「在黑暗中?」
「是的,」我說,「一定是發生了類似的情況。有些人的聲音會停留在你的腦海裡。即使是在黑暗中,你也能認出有些人。」
蘭德爾搖搖頭。「如果這是一個有組織的珠寶盜竊團伙,他們不會在沒有受到嚴重挑釁的情況下殺人。」他說到一半忽然停住了,目光像是凝滯了一般。他非常緩慢,非常用力地抿緊了嘴巴。他有了一個新思路。「劫持。」他說。
我點點頭。「我覺得這是一個不錯的思路。」
「還有一件事,」他說,「你是怎麼來這兒的?」
「我開自己的車來的。」
「你的車當時停在哪兒?」
「在蒙特馬爾維斯塔,停在路邊咖啡店的停車場裡。」
他若有所思地看著我。他身後的那兩個條子也用狐疑的眼光看著我。牢房裡的那個醉漢想要唱嶽得爾山歌,但他的嗓子啞了,這下他洩了氣。他開始大哭。
「我走回到公路邊,」我說,「攔下了一輛車。一個姑娘獨自駕車。她停下車,把我帶上了。」
「了不起的姑娘,」蘭德爾說,「深更半夜的,又是在一條偏僻的路上,她居然停車了。」
「沒錯。有些人會這麼做的。我沒能認識上她,不過她看上去挺不錯的。」我盯著他們,心裡知道他們不相信我的話,同時我自己也在納悶:我究竟為什麼要撒謊。
「那是輛小汽車,」我說,「一輛雪佛蘭雙門小汽車。我沒有記車牌號。」
「哈,他沒有記車牌號,」一個條子說完,又朝廢紙簍裡啐了一口。
蘭德爾向前傾著身子,認認真真地盯著我。「如果你在隱瞞任何東西,打算私自處理這個案子,好給你自己掙點兒知名度的話,你最好放棄這個想法,馬洛。你故事中的所有關鍵點我都不喜歡,我打算給你一個晚上再好好想想。明天我也許會要求你做一份宣誓證詞。在此期間,讓我給你一點小提示。這是一起謀殺案,屬於警方的工作,我們不需要你的幫助,哪怕你真的很行。我們只要你提供事實。聽明白了嗎?」
「當然。我現在能回家了嗎?我感覺不太舒服。」
「你現在可以回家了。」他的眼神冰冷。
我站起身來,在死一般的沉寂中朝門口走去。我剛走了四步,蘭德爾清了清喉嚨,又用不經意的語調說:
「哦,還有件小事。你有沒有注意到馬里奧特抽的是哪種香菸?」
我轉過身去。「有。褐色的香菸。南美煙,裝在一隻法國產的琺琅煙盒裡。」
他身子往前一傾,把那隻刺繡的絲綢煙盒從桌上的那堆垃圾中間推了出來,然後撥到自己跟前。
「你看到過這隻煙盒嗎?」
「當然了。我剛才就在看它。」
「我是說,今晚早些時候。」
「我相信我看到過,」我說,「被亂丟在了不知什麼地方。怎麼了?」
「你沒有搜過屍體嗎?」
「好吧,」我說。「沒錯,我翻過他的口袋。那玩意兒就在其中一隻口袋裡。對不起。只是出於職業好奇。我沒有打亂任何東西。畢竟他是我的客戶。」
蘭德爾雙手握住刺繡煙盒,將它開啟。他坐在那兒,盯著煙盒裡面看。空的。那三支香菸不見了。

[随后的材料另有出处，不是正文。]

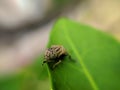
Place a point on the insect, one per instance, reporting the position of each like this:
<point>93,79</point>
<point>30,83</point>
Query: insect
<point>55,54</point>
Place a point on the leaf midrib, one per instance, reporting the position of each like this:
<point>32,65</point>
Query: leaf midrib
<point>86,72</point>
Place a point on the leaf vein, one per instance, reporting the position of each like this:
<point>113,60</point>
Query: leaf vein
<point>86,72</point>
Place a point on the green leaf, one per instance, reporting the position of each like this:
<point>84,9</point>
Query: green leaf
<point>96,55</point>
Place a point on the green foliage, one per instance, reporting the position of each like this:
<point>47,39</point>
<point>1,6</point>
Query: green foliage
<point>96,64</point>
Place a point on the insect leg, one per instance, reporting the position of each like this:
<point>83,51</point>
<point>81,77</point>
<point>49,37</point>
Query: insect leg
<point>56,64</point>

我緊咬牙關,努力地保持臉上睏倦的神情。這不是件容易的事。
「你看到過他從這裡面拿煙出來抽嗎?」
「沒有。」
蘭德爾冷靜地點了點頭。「這裡面是空的,你也看見了。可它依然放在他的口袋裡。煙盒裡面有一點粉末。我打算讓他們用顯微鏡檢查一下。我不敢肯定,但我懷疑那是大麻。」
我回應道:「如果他有那玩意兒,我想他今晚一定抽了兩根。他需要來點兒東西,好振作起來。」
蘭德爾小心翼翼地關上煙盒,把它推開。
「就這樣吧,」他說,「還有,別惹麻煩。」
我走出了房間。
外面的霧已經消散了,星星亮得就像是鉻片做的假星星,掛在一片黑天鵝絨做的天空中。我把車開得飛快。我實在是需要來一杯,而酒吧已經關門了。